Walker,
I'm sorry for any miscommunication. We are saying the same thing. I maybe didn't word my statement well and therefore your confusion. First, the mid-point between 13 and 97 is (13+97)/2 is 55, not 61.5 as you said. So an L*50 in photoshop or the profile connection space will be, as I said, 55 in the print with that paper. So far so good. What you didn't understand from my wording was the whole thing with the patches. Instead of patches let's take a test chart in gray gamma 2.2. We open the test chart in photoshop, make sure we're in gray gamma 2.2, put the colorpicker in grayscale mode over the 50% patch and it reads K- 50%. Good. Now, what is the ideal L value going to be for that patch in a print on the previously mentioned paper? Continuing on, let's print a different test chart created in dot gain 20, making sure we are in dot gain 20, we then grab the color picker in grayscale mode, put it over the 50% patch and it reads K-50%. What is the ideal L value going to be for that patch in a print on that paper? Repeat again with a test chart in gray gamma 1, which we agree is the same as L. What the ideal L value for the 50% patch?
So now let's looks at how you interpreted what I was asking, and the real values of the patches. You read the L values for wherever L*50 was in the photoshop file. In our hypothetical printing situation, how, I'm not sure since L*50 in gamma 2.2 lands somewhere around the 54% patch. So unless you are printing a 100 step tablet, it's going to be hard to read without extrapolating between patches. Although we know it's going to always be 55 for that paper, so there's no need to read anything.
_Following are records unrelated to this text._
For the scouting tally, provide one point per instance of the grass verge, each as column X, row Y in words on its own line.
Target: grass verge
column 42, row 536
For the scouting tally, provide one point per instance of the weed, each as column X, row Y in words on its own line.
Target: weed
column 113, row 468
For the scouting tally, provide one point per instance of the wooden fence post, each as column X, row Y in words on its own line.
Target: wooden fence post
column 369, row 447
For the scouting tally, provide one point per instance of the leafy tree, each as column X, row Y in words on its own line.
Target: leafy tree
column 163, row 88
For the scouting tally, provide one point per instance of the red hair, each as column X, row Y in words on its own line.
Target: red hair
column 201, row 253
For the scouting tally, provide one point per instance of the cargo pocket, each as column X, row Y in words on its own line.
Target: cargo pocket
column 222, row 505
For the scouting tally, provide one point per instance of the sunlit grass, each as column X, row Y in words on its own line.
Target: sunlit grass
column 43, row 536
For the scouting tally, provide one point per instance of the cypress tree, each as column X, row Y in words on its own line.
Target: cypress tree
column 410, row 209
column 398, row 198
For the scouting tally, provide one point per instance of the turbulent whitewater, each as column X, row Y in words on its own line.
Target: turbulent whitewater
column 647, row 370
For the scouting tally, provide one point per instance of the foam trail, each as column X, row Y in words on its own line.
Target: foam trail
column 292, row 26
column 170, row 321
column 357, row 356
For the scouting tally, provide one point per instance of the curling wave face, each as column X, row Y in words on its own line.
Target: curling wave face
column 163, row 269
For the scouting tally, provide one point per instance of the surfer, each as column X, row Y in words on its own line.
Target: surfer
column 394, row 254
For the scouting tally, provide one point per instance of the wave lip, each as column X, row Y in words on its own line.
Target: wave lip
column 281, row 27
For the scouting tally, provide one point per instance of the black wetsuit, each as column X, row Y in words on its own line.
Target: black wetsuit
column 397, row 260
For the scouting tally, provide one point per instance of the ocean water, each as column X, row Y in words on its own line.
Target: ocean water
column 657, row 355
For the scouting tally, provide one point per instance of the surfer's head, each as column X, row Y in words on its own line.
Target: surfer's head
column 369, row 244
This brings me to my next point- you said
"Long story short: keep your target in the grayscale space of your images. If you images are Dot Gain 20, your target should be. If you images are gray gamma 1.0, your target should be. We, as an industry, have settled on gray gamma 2.2."
I disagree. One can convert a file to gray gamma 2.2 or dot gain 40 or gray gamma 2.789 and the L values stay the same. As long as you can keep the underlying values straight by not confusing convert and apply profiles, and remember to embed a profile, you'll be fine. As you said, the L values are usually device independent. I can print a photo in gray gamma 2.2 then convert it to dot gain 20 and they will come out the exact same since the underlying lab values in the pcs have not changed.
One more thing- You said
"Trouble happens when the target is gray gamma 2.2 and images are dot gain 20"
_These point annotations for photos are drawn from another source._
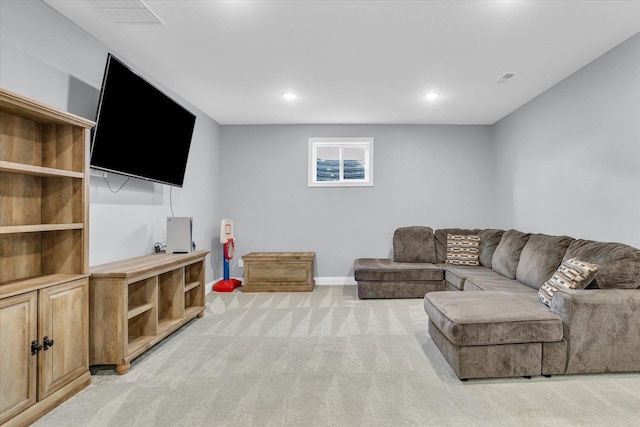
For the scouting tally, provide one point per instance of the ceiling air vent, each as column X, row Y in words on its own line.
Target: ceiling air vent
column 126, row 11
column 506, row 77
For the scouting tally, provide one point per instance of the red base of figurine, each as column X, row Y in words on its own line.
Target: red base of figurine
column 226, row 285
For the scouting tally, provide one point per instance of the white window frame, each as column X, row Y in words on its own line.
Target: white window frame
column 341, row 143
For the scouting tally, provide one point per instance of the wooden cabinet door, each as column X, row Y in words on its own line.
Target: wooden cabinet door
column 18, row 327
column 63, row 318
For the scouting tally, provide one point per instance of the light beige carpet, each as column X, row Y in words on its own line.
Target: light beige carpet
column 325, row 358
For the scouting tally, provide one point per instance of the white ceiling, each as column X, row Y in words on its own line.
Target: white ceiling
column 358, row 61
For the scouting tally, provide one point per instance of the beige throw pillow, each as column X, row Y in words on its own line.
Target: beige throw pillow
column 572, row 274
column 462, row 250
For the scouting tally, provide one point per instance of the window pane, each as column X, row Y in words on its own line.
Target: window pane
column 328, row 164
column 353, row 163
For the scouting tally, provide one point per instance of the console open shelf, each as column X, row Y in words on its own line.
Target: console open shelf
column 157, row 293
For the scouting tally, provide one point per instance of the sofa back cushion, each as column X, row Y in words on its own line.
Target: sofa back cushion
column 619, row 263
column 489, row 239
column 540, row 257
column 414, row 244
column 507, row 253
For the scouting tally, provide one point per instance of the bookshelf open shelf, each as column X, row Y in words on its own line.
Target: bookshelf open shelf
column 136, row 303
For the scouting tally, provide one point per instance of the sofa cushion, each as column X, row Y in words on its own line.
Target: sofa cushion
column 507, row 254
column 455, row 276
column 440, row 237
column 572, row 274
column 619, row 263
column 492, row 317
column 489, row 240
column 375, row 269
column 414, row 244
column 462, row 250
column 540, row 257
column 495, row 283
I guess that's sort of true. More correctly, the problem is a misunderstanding between apply profile and convert to profile. I can easily print a gray gamma 2.2 target in either gray gamma 2.2 or dot gain 20, or dot gain 40 and get the same results if I convert between profiles before printing. Applying a different profile will cause trouble. When I get photos from clients, the only trouble could happen when there is no embedded profile. If a client sends me a photo without an embedded profile, I can guess at what profile it was in. But let's say the client's photo was in dot gain 20, and photoshop opens it up and applies the gray gamma 2.2 profile. The same trouble happens, but in reverse of what you said. The wrong profile was applied, and the meaning of the lab values have changed.
Honestly I was just trying to help Sandy King with a calibration issue. I'm not trying to figure out anything or trying to do anything. I don't even use qtr. In the end we are saying the same thing, you know your stuff, but communication in forums is always awful.